Frank Gehry creatore di sogni
"Quando Gehry mi disse: vorrei che fossi tu a dirigere questo lavoro, gli risposi che non avevo mai fatto un documentario e non sapevo nulla di architettura. Lui replicò: Proprio per questo!" così Sidney Pollack ha presentato il suo ultimo film alla stampa statunitense. Dopo oltre venti film realizzati da regista, sette oscar per "La mia Africa" e 46 nominations totali agli Oscar per i suoi lavori, il grande amico di Robert Redford (sette film assieme nonché la co-fondazione del Sundance Festival) non aveva ancora realizzato un documentario.
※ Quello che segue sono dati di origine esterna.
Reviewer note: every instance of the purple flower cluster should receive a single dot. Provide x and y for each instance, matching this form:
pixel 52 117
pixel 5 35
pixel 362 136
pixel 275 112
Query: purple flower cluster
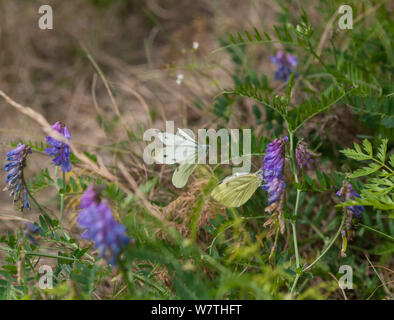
pixel 347 192
pixel 273 170
pixel 59 149
pixel 31 231
pixel 286 63
pixel 16 162
pixel 303 155
pixel 108 235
Ecco quindi servita la storia, i pensieri e soprattutto le opere, del grande architetto contemporaneo Frank Gehry, da anni amico di Pollack (sono quasi coetanei, Gehry del '29, Pollack del 34).
Per chi non conoscesse questo personaggio, per trovarne le coordinate basta dire che è stato l'autore dell'acclamato Museo Guggenheim di Bilbao nel 97, nonché, andando a ritroso nel tempo, della Walt Disney Concert Hall di Los Angeles nell'87 e del Fishdance Restaurant di Kobe nell'86, più tante e sempre particolarissime opere.
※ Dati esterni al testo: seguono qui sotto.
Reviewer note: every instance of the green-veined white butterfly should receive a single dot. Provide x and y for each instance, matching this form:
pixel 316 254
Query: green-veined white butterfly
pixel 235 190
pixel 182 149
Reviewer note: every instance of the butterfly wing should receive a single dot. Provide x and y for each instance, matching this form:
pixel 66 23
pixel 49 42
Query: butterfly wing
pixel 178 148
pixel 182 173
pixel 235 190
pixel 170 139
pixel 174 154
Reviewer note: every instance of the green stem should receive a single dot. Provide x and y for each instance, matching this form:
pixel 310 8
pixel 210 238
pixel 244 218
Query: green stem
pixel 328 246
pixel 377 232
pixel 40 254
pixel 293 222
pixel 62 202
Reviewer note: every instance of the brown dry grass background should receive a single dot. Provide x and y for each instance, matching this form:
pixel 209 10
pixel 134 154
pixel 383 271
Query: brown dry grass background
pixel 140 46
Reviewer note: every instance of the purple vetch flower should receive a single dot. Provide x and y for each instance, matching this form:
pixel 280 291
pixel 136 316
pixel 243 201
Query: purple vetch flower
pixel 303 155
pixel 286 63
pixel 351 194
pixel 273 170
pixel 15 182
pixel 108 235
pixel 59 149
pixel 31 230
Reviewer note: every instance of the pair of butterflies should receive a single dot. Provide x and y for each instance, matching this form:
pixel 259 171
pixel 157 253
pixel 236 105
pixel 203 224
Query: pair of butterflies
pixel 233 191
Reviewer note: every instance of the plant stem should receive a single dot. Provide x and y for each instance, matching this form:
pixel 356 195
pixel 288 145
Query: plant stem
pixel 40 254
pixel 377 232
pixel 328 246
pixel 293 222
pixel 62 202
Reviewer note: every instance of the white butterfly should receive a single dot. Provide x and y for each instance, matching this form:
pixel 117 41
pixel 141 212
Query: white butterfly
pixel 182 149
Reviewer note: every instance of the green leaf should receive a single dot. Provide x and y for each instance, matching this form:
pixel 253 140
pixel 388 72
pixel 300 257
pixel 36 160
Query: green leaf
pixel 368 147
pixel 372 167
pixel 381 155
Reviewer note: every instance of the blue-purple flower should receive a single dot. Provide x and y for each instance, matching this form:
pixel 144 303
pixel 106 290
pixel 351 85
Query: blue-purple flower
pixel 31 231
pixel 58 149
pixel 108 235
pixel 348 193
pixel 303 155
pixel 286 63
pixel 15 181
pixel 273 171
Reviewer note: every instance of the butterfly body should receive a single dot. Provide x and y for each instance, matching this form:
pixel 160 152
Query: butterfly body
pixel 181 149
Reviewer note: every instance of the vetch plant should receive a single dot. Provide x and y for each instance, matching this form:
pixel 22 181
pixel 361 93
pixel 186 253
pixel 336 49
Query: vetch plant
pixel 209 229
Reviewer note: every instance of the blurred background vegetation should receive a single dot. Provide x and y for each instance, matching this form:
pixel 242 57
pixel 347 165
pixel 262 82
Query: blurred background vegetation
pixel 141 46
Un architetto con uno stile inconfondibile universalmente apprezzato, che Pollack decide di raccontare attraverso interviste, visite alle strutture che lo hanno reso celebre e commenti di addetti ai lavori o semplici conoscenti.
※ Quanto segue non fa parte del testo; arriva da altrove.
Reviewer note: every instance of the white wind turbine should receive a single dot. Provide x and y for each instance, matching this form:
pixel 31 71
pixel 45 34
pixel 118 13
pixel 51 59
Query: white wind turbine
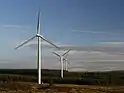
pixel 62 60
pixel 39 37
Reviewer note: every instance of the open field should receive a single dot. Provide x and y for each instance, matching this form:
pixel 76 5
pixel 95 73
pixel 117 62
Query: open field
pixel 23 87
pixel 24 81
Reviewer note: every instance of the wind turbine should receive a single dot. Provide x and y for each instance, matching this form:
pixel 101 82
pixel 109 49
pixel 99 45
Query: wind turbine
pixel 39 37
pixel 61 60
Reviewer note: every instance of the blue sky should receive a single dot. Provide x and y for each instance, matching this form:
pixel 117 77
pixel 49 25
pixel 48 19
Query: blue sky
pixel 67 22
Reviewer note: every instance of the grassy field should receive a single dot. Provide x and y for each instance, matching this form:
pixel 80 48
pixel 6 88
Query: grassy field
pixel 28 87
pixel 24 81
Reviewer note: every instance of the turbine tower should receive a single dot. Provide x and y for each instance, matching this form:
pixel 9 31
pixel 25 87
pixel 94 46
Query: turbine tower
pixel 39 37
pixel 61 60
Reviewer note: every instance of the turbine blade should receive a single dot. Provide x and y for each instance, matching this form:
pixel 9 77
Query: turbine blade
pixel 66 52
pixel 56 54
pixel 38 23
pixel 49 42
pixel 25 42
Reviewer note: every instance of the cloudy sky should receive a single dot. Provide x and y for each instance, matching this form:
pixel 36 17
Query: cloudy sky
pixel 92 28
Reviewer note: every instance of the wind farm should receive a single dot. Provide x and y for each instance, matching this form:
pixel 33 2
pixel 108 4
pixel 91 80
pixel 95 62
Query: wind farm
pixel 67 46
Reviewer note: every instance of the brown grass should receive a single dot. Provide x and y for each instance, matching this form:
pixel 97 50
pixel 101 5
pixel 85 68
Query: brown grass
pixel 23 87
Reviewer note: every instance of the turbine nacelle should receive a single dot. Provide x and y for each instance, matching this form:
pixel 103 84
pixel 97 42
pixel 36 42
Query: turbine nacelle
pixel 39 37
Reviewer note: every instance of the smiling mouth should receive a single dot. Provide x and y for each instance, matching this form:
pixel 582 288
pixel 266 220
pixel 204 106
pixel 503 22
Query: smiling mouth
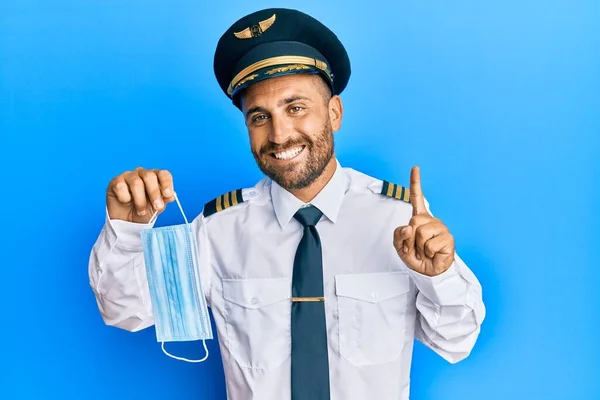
pixel 288 154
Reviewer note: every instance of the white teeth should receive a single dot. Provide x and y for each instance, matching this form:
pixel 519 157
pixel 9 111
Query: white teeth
pixel 286 155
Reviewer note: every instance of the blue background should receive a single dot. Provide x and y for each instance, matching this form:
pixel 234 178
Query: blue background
pixel 497 101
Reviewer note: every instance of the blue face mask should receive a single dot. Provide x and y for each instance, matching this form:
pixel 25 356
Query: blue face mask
pixel 178 303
Ne esce fuori un'apologia dell'architetto interessante, ma non perfettamente riuscita da un punto di vista cinematografico, proprio perché omaggio verso Gehry e non desiderio di fare della sua storia e creatività il tentativo di portare avanti qualche tesi. Non che ci si annoi, ma il film risulta schiacciato sulla figura del suo protagonista, mancando di una visione d'insieme o di un qualsiasi spirito critico. Sì, tra i tanti intervistati c'è anche un critico "bastian contrario", ma non è tanto quello che viene detto ad essere importante, quanto l'approccio di chi pone le domande. E Pollack si limita a registrare le impressioni degli altri, senza dare alcun suo apporto all'argomento. Pesa poi, come lo stesso Pollack afferma in una scena del film, la difficoltà nel rendere sullo schermo la bellezza tridimensionale delle creazioni di Gehry su di un mezzo, il cinema, che è bidimensionale per definizione. Si rimane comunque affascinati da quello cui un critico riconosce il merito di "aver modificato un settore molto conservatore", ma al contempo un po' delusi di come questa grandezza, dal grande schermo, non trapassi.

La frase: "Per fare un edificio ci vuole così tanto tempo che quando è finito non mi piace più".